“This blog is authored by Denis Kamotsky, Principal Software Engineer at Corning”
Corning has been one of the world’s leading innovators in materials science for nearly 200 years. These innovations include the first glass bulbs for Thomas Edison’s electric light, the first low-loss optical fiber, the cellular substrates that enable catalytic converters, and the first damage-resistant cover glass for mobile devices. At Corning, as we continue to push boundaries, we use disruptive technologies like machine learning to deliver better products and drive efficiencies.
Driving better efficiency in our manufacturing process with machine learning
Delivering high-quality products is a key objective across our manufacturing facilities around the world, and we continue to explore how ML can help us deliver on that goal. This is true, for example, with our plant that produces Corning ceramics used in air filters and catalytic converters for both personal and commercial vehicles. While most steps in the manufacturing of these filters are robotized, some are still quite manual. Specifically for quality inspection, we take high-resolution images to look for irregularities in the cells, which can be predictive of leaks and defective parts. The challenge, however, is the prevalence of false positives due to the debris in the manufacturing environment showing up in pictures.

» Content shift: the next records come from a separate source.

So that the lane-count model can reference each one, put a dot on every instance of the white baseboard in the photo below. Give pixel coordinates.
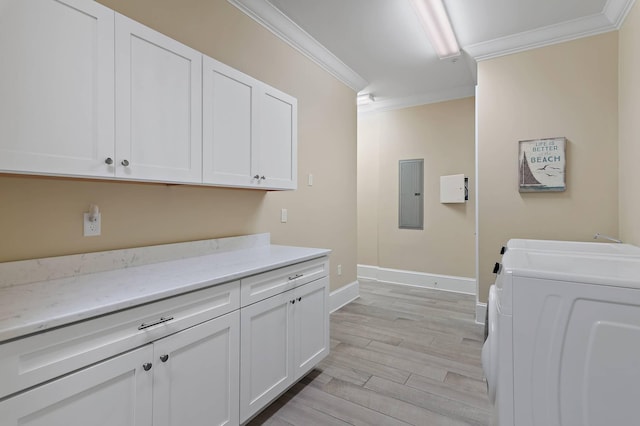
(481, 312)
(343, 296)
(418, 279)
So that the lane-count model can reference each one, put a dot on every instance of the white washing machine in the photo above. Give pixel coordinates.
(564, 340)
(613, 249)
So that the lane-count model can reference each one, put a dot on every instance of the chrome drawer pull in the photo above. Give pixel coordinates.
(296, 276)
(151, 324)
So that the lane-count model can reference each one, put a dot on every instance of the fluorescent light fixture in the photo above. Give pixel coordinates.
(365, 99)
(438, 27)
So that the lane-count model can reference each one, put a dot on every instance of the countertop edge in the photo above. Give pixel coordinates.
(27, 323)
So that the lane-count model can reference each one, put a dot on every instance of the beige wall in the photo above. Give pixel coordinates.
(443, 135)
(629, 137)
(571, 90)
(42, 217)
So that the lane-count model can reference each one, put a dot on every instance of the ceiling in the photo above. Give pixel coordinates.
(379, 46)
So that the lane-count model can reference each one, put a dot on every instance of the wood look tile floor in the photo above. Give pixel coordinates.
(399, 356)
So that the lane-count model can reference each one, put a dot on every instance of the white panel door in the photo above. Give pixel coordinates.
(266, 367)
(229, 125)
(196, 374)
(113, 392)
(278, 150)
(158, 104)
(311, 323)
(57, 87)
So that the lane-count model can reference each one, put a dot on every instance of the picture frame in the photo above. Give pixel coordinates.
(542, 165)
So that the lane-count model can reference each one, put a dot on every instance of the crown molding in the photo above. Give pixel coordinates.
(610, 19)
(391, 104)
(616, 11)
(270, 17)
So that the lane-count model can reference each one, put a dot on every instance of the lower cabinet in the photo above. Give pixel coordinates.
(195, 375)
(208, 360)
(282, 338)
(189, 378)
(114, 392)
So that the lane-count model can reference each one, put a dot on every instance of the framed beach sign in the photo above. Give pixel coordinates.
(542, 165)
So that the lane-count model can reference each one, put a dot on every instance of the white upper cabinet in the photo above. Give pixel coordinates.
(277, 152)
(249, 131)
(159, 101)
(88, 92)
(229, 131)
(56, 90)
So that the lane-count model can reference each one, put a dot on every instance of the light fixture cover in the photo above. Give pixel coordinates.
(435, 21)
(365, 99)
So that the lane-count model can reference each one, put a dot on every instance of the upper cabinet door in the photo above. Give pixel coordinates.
(278, 151)
(229, 132)
(56, 90)
(158, 106)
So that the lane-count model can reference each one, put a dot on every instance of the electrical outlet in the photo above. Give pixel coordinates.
(91, 229)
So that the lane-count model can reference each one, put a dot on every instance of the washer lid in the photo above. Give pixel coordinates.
(575, 247)
(616, 271)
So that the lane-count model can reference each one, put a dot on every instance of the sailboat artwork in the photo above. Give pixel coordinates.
(542, 165)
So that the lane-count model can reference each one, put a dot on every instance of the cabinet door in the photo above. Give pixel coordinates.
(113, 392)
(196, 375)
(311, 323)
(278, 149)
(158, 104)
(57, 89)
(265, 364)
(229, 133)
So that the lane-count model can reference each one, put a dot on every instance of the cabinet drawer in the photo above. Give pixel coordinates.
(34, 359)
(259, 287)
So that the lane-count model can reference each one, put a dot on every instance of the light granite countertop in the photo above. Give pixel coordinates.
(73, 294)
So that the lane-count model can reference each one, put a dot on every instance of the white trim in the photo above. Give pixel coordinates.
(481, 312)
(270, 17)
(343, 296)
(616, 11)
(418, 279)
(477, 199)
(611, 18)
(540, 37)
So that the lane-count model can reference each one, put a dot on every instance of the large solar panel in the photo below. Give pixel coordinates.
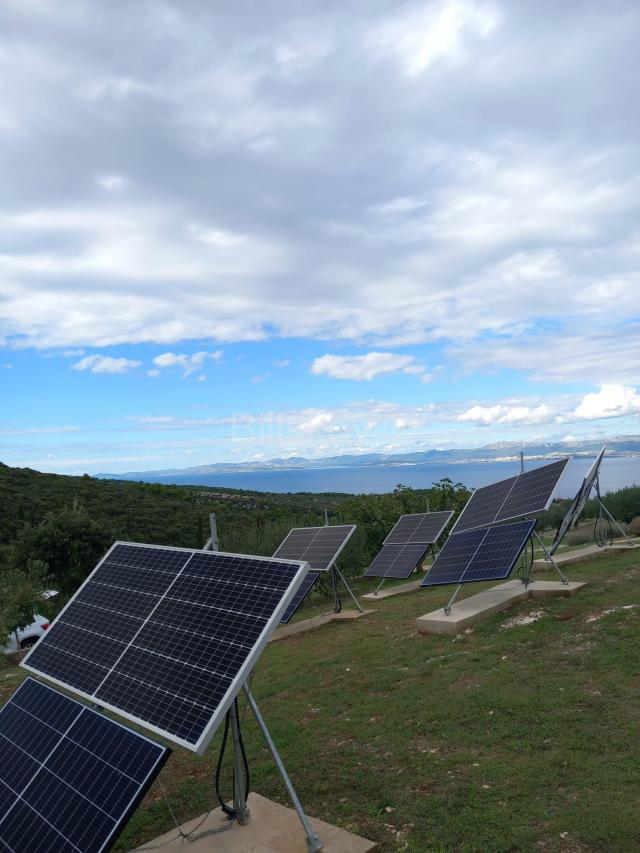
(69, 776)
(319, 546)
(303, 590)
(578, 503)
(488, 553)
(167, 636)
(424, 527)
(396, 561)
(524, 494)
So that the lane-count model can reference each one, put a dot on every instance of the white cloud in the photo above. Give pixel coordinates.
(320, 423)
(112, 183)
(611, 401)
(362, 367)
(106, 364)
(503, 414)
(187, 363)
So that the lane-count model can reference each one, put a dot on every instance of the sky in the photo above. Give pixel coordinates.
(243, 231)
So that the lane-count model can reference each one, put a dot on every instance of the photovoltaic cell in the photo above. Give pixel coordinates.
(488, 553)
(69, 777)
(396, 561)
(524, 494)
(319, 546)
(171, 654)
(578, 504)
(419, 527)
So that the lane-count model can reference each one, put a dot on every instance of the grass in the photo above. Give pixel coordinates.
(500, 739)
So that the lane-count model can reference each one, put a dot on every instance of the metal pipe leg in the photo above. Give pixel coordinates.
(611, 518)
(447, 607)
(379, 587)
(243, 815)
(549, 557)
(355, 600)
(313, 841)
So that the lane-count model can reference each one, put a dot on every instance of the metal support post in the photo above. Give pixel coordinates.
(348, 588)
(447, 607)
(549, 557)
(313, 841)
(612, 519)
(379, 587)
(243, 815)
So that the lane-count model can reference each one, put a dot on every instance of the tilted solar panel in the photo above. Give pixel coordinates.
(488, 553)
(578, 504)
(524, 494)
(396, 561)
(167, 636)
(69, 776)
(303, 590)
(319, 546)
(417, 527)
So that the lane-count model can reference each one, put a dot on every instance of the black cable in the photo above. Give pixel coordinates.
(231, 812)
(337, 607)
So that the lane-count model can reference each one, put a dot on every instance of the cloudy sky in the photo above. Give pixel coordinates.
(244, 230)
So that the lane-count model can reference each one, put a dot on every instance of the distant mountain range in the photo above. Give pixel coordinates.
(626, 445)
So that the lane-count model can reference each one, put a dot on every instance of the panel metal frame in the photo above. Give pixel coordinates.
(408, 514)
(143, 787)
(320, 527)
(518, 516)
(236, 685)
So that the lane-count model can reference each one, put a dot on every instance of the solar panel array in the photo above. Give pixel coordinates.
(319, 546)
(424, 527)
(396, 561)
(303, 590)
(577, 505)
(69, 776)
(481, 554)
(167, 636)
(407, 543)
(524, 494)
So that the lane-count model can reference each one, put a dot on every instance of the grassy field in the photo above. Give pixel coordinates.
(505, 738)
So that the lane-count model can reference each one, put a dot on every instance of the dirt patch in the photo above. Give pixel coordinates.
(523, 619)
(595, 617)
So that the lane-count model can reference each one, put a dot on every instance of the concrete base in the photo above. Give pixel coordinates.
(474, 609)
(400, 589)
(273, 829)
(578, 555)
(305, 625)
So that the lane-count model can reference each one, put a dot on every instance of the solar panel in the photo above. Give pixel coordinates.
(167, 636)
(488, 553)
(396, 561)
(303, 590)
(319, 546)
(524, 494)
(578, 504)
(69, 776)
(425, 527)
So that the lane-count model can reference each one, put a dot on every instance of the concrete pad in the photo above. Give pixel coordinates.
(350, 615)
(554, 589)
(579, 555)
(273, 829)
(400, 589)
(477, 607)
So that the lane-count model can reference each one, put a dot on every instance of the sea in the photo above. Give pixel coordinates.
(615, 473)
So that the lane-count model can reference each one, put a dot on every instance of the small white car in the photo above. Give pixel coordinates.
(28, 636)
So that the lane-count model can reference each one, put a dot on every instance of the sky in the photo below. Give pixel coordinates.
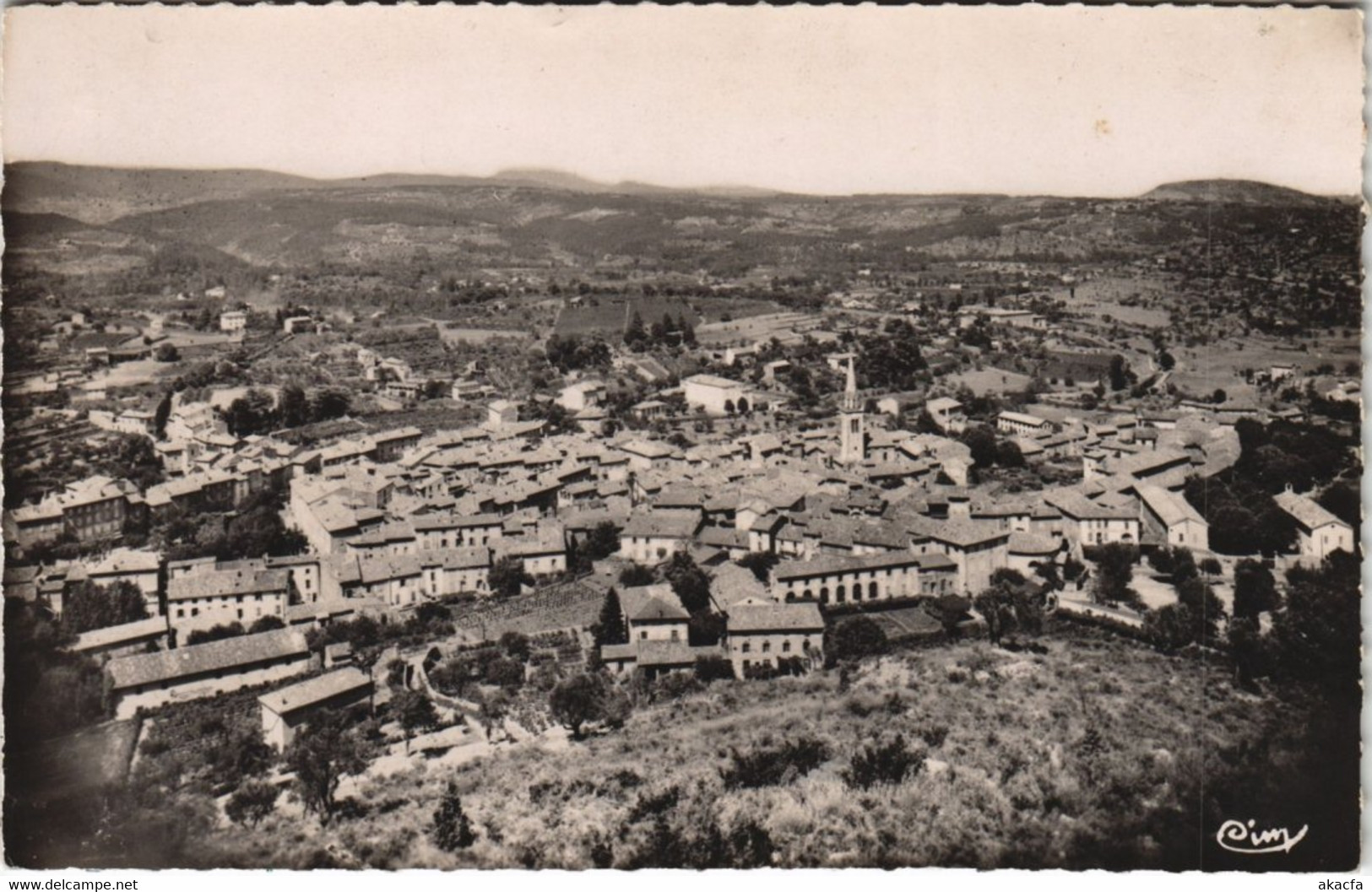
(1060, 100)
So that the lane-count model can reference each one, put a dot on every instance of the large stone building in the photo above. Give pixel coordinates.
(764, 635)
(1319, 532)
(713, 394)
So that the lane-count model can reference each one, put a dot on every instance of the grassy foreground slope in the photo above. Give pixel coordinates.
(1098, 754)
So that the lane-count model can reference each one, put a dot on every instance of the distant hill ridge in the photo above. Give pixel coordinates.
(1229, 191)
(37, 186)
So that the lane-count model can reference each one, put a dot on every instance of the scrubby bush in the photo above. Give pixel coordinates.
(252, 803)
(674, 686)
(855, 638)
(768, 766)
(713, 668)
(884, 763)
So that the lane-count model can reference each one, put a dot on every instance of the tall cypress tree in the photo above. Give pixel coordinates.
(452, 828)
(610, 629)
(634, 332)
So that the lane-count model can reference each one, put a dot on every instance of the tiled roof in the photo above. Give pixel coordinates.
(317, 689)
(149, 668)
(117, 635)
(213, 583)
(636, 597)
(1305, 511)
(744, 618)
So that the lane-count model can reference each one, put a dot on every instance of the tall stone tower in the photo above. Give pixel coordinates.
(852, 423)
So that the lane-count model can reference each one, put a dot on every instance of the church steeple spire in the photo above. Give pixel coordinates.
(852, 423)
(851, 389)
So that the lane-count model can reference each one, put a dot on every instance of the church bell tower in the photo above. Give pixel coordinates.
(852, 423)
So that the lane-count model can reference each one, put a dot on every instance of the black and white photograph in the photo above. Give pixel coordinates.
(707, 438)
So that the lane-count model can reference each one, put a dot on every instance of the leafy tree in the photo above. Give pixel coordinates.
(704, 629)
(1169, 627)
(951, 611)
(759, 563)
(508, 576)
(1114, 570)
(294, 405)
(1207, 609)
(981, 441)
(892, 360)
(48, 689)
(689, 582)
(252, 414)
(709, 668)
(855, 638)
(452, 828)
(88, 605)
(215, 633)
(267, 624)
(252, 802)
(1009, 605)
(243, 755)
(1009, 455)
(493, 708)
(329, 403)
(415, 711)
(320, 756)
(578, 700)
(1255, 589)
(601, 541)
(1319, 631)
(610, 627)
(636, 576)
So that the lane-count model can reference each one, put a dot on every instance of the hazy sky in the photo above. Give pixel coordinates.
(1010, 99)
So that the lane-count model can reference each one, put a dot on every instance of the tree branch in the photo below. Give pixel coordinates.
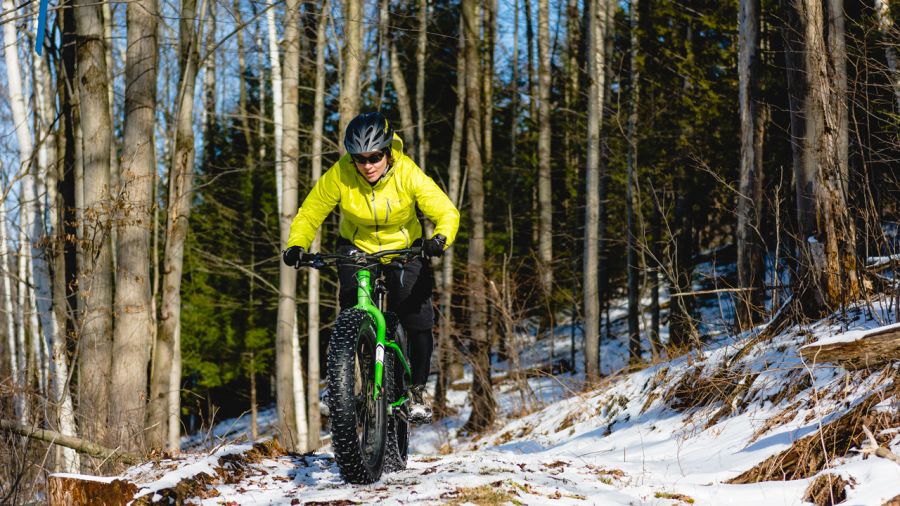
(76, 443)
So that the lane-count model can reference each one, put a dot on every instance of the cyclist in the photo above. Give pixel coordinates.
(377, 188)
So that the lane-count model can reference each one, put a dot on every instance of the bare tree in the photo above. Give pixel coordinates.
(134, 319)
(25, 150)
(489, 30)
(95, 276)
(421, 45)
(631, 177)
(886, 25)
(277, 100)
(313, 295)
(828, 257)
(292, 432)
(165, 387)
(403, 102)
(596, 28)
(445, 345)
(750, 266)
(354, 55)
(545, 193)
(483, 404)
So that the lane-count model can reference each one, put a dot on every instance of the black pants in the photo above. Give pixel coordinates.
(409, 296)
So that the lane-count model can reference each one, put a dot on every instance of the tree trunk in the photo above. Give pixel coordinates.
(25, 148)
(165, 388)
(750, 268)
(634, 333)
(134, 321)
(353, 57)
(828, 258)
(313, 295)
(277, 100)
(403, 103)
(95, 276)
(682, 330)
(529, 40)
(886, 26)
(545, 194)
(16, 357)
(490, 38)
(289, 429)
(242, 73)
(50, 293)
(421, 46)
(446, 341)
(483, 404)
(596, 27)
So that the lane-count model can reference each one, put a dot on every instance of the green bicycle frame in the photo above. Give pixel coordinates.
(364, 302)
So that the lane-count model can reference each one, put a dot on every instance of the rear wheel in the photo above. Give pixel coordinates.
(396, 453)
(359, 423)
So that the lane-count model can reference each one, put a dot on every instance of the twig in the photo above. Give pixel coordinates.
(75, 443)
(873, 448)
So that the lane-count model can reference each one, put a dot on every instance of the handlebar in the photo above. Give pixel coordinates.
(358, 258)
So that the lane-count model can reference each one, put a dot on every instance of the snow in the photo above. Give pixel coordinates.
(621, 443)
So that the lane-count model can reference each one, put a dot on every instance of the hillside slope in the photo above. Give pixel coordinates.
(742, 422)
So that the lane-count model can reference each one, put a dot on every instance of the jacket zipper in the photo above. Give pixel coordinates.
(375, 215)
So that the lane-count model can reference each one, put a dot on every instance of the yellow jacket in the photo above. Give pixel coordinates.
(379, 217)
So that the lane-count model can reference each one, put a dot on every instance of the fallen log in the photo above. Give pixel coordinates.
(857, 350)
(76, 490)
(76, 443)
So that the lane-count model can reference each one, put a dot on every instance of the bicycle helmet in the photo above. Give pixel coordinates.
(367, 133)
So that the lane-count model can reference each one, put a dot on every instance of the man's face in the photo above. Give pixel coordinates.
(370, 165)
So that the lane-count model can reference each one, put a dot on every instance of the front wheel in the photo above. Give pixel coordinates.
(396, 454)
(358, 422)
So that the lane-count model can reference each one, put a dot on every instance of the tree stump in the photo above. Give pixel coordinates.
(73, 489)
(869, 349)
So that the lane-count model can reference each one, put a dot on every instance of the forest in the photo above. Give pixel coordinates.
(600, 152)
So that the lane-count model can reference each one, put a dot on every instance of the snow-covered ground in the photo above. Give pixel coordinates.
(674, 432)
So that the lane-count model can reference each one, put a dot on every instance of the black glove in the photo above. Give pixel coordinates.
(293, 256)
(434, 247)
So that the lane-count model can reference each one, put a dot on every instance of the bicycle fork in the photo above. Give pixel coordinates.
(364, 298)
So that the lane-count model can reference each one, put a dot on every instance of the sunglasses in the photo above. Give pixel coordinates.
(360, 159)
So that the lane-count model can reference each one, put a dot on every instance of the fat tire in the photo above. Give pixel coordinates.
(397, 451)
(352, 339)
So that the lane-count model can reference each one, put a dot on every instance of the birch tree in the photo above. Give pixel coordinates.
(596, 28)
(291, 431)
(95, 276)
(545, 192)
(886, 26)
(483, 403)
(421, 45)
(165, 389)
(750, 268)
(828, 258)
(354, 55)
(277, 100)
(25, 149)
(313, 283)
(446, 333)
(634, 333)
(16, 353)
(134, 318)
(48, 291)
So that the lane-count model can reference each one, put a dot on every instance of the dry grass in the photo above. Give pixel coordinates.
(811, 454)
(675, 497)
(724, 387)
(492, 494)
(826, 490)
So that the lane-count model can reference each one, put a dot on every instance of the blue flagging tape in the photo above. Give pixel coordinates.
(42, 24)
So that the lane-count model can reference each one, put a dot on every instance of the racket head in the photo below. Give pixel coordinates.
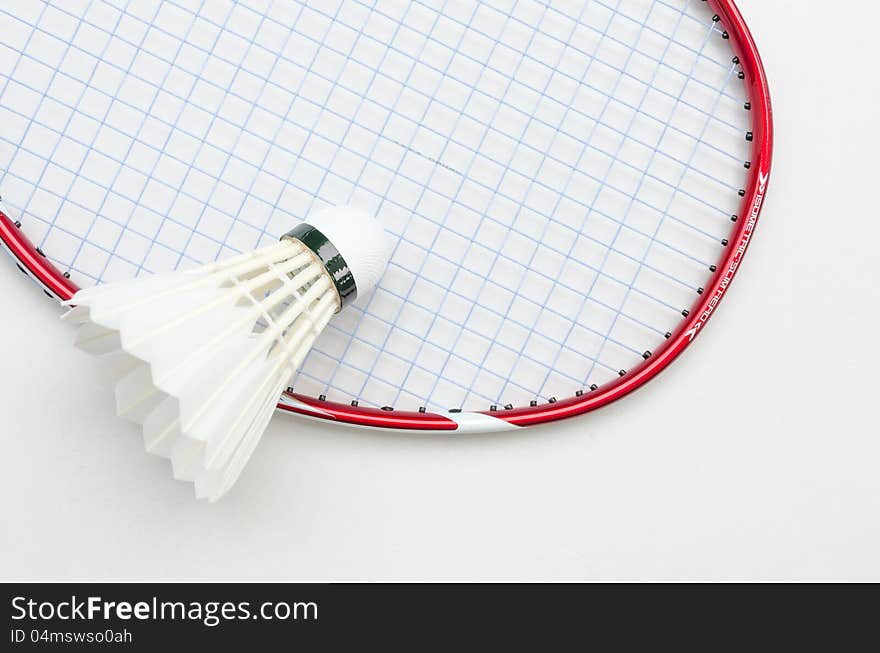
(729, 27)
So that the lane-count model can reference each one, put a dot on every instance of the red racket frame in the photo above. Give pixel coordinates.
(32, 261)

To address this, we manually brush and blow the filters before imaging. We discovered that by notifying operators of which specific parts to clean, we could significantly reduce the total time required for the process, and machine learning came in handy. We used ML to predict whether a filter is clean or dirty based on low-resolution images taken while the operator is setting up the filter inside the imaging device. Based on the prediction, the operator would get the signal to clean the part or not, thus reducing false positives on the final high-res images, helping us move faster through the production process and providing high-quality filters.
To execute this ML model, we needed a binary classifier for the low-resolution image. The key here is that it had to be a low-latency model since it’s interacting with the human operator on the factory floor, who would be frustrated or slowed down by long run times. When designing our model, we knew it would have to take only milliseconds to run.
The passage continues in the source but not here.